経験談

生きづらさを感じる人が語る 経験談

経験談はそれぞれの投稿者の個人的な価値観や感じ方をそのまま掲載しています。一部、リアリティのある描写や強い価値観が含まれるため、読む人にとっては負担等を感じる場合もあります。各自の判断で閲覧してもらえるようにお願いします。

「人として」と「人以外として」

 前回もお返事ありがとうございました。
 正直に言えば、私は人の視線を気にすることが生存戦略な生き方をしておりました。それを前回の返信でご指摘を受け、しかし治し方もわからないまま支援を受け、勉学に励んでおりました。
 
 少し心が楽になった要因が一つあります。就労支援にて、私の話に現実で心配をしてくれる方に出会いました。

 その方は特別な人間でもないと思います。
 特異な能力があるとか、才能の塊だとかそういう理想的な人間像でもなんでもない、普通の人です。失敗することを自分で許す人です。私と普通に接してくれるし、けれど境遇を聞いてくれた後は少し特別に話を傾聴してくれる一般的な関わり方を知っている人だと思います。
 私からすれば励まし方もテンプレートで、しかし何度もそんなテンプレートを投げかけてくれる一生懸命な方です。
 感謝しつつも、何度もお時間をかけていただき申し訳ないと思います。

 その分結果で返してきました。仕事が早いとよく言われ、コミュニケーションも問題なく、優しい方だと他の方にも褒められます。
 
 ただし、人間を諦めている。
 人の事をよく見ている。
 人の欲しい言葉がすぐ理解できる。
 一生懸命にやり過ぎている自覚がない。
 考え事ひとつだけで体にも精神にも大きな負担がかかり、人に気を遣いすぎる。
 入所して半年ですか、それでも人間を諦めている項目には変化はありません。
 まあ諦めているのはそうなんですけどね。

 よく「人として」という話し方をネットでも現実でも聞いていました。
 よく自分を人間だと自称できるなと思いました。前回のお返事でもたしか、書いておられましたね。排除的な論理を感じる……だとか。すみません、メールボックスを少し前に整理したせいでどういう文脈か確認できず……。ただ、人間を語る時に排除的な論理を感じるのは首を縦に何度も振っていたと思います。私自身もそういう排除的な文脈を自然と使いがちだったかもしれません。もしご気分を害されていたら申し訳ないです。
 
 私、あんまり「人」になりたくなくなったというか。「化物」でもいいかなというか。だって受容してくれる場所が家にも支援施設にもできましたし、友達もいますしね。
 自信がついたのかもしれません。
 そうじゃないかもしれませんが、半年で変化があったのは確かです。自分で自分を可愛そうと思えるようになったのはすごく大きなことだと実感しています。
 それを「それでいい」と言ってくれる場所がようやくできて「あっ、他の人もそれでいいんだ」と。

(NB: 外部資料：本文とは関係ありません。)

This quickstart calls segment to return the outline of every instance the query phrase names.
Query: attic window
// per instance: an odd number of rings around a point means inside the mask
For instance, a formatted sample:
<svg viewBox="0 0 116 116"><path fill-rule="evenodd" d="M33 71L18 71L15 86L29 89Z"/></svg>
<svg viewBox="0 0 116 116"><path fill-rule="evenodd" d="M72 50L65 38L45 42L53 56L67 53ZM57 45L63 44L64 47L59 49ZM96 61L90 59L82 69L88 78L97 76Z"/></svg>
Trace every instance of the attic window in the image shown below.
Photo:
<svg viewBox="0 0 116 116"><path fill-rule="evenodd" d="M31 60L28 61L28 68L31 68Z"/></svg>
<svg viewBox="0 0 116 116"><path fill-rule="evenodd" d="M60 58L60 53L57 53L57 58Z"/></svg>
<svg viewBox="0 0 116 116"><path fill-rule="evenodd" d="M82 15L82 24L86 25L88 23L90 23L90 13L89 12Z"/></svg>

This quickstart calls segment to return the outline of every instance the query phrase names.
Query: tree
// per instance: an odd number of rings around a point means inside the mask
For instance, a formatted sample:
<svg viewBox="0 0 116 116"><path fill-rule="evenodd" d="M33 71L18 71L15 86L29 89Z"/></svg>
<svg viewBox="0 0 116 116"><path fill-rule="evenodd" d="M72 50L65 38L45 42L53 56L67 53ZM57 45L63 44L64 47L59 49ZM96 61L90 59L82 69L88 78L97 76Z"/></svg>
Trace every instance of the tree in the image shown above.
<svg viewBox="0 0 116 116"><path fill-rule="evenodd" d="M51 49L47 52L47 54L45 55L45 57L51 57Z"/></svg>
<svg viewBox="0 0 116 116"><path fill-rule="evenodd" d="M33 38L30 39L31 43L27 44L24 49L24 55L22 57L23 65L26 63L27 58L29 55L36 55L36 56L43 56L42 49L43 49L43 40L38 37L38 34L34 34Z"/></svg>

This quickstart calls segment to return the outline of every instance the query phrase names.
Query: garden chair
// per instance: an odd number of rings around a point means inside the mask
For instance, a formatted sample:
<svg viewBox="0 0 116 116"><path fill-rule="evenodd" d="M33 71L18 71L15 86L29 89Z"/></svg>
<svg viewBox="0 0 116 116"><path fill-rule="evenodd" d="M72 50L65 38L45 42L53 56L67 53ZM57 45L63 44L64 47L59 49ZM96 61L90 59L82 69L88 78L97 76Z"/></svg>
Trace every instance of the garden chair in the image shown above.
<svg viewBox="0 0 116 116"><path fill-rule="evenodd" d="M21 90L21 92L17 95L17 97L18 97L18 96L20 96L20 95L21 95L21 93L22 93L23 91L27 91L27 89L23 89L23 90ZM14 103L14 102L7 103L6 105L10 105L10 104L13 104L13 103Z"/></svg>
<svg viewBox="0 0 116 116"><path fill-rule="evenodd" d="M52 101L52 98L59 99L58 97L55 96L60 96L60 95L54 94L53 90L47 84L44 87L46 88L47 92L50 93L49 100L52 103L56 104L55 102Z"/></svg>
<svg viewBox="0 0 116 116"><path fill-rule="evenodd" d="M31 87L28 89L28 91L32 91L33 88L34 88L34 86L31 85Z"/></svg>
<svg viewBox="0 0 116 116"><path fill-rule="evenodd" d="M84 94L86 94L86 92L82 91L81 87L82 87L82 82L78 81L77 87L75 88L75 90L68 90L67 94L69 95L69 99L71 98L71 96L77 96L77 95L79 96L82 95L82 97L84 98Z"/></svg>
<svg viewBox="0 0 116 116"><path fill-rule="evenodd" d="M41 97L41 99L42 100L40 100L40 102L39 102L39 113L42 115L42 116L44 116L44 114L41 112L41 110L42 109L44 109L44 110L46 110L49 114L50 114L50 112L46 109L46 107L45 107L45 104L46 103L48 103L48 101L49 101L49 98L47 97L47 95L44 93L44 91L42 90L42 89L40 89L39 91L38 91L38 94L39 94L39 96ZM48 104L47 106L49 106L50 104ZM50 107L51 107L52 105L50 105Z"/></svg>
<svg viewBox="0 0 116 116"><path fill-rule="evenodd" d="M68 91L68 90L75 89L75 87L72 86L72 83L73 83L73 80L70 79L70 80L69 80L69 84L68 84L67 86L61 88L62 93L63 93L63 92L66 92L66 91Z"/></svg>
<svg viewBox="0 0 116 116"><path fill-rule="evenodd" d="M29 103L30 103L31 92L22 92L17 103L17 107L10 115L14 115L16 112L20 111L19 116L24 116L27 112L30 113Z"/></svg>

 最初のお返事でもらった言葉が答えだったみたいですね。「化物でもいい」って。
 ありがとうございました。
 これからはどっちの自分でもいいと許しながら、考えながら好きになれそうなことを見つけて生きていこうかと思います。

感想1

投稿ありがとうございます。あなたの中で起きた重要な変化について書いてくれた経験談だと感じながら読みました。これまでのあなたは、人間を諦めながらも、人間になりたいと思ってきたのだと思います。その認識や思いはあなたの中でとても重要なテーマだったのかなと思いました。それが以前とは変化している、あるいは、別の考え方や要素があなたの中に増えている、ということなのかもしれません。
「あんまり「人」になりたくなくなった」「「化物」でもいいかな」というということの背景に、環境や友達の受容をあげていることが興味深かったです。別の言い方をすると、あなたでないものにならなくていい、今の自分の在り方をむりに変えなくていい…ということにもつながるのでしょうか? また、同時に、「受容してくれる場所が家にも支援施設にもできましたし、友達もいますし」ということを、あなた自身がしっかり受け取ることができて、その環境の中に受容されながら身を置いている実感を持っているからこそ、という面もあるのかなぁと想像しました。
私も、人間でも化物でも、宇宙人でも、べつの生き物でもいいし、人間になりたいと思っても思わなくてもいいと思います。あなたの経験談を読みながら、私自身の場合を考えていたのですが、私は自分に対して「こうありたい」と願う気持ちが強くなる時もあれば、今のままの自分でいいと感じる時もあり、そういう両方を行きつ戻りつしながら生きているような感じがしています。私も、自分が人間ではない感じがする意識がずっとありますが、最近、私以外の「自分は人間ではない」という自己認識を持ってきた人たちと関わることが増えて、「人として」「人間らしさ」ってなんなんだろう?ということがむしろどんどんわからなくなっているところです。
あなたを心配している「特別な人間ではない」その人との出会いは、あなたの世界の「人間」の奥行きを少しだけ広げるようなものだったりしたのかなぁ、と思いました。

感想2

前回お返事を書いた人物とは別になってしまいますが、タイトルの「人として」という言葉が目にとまり、思いがけず海援隊(70年代のフォークバンド)に同様の歌があることを思い出しながら感想を書かせていただきました。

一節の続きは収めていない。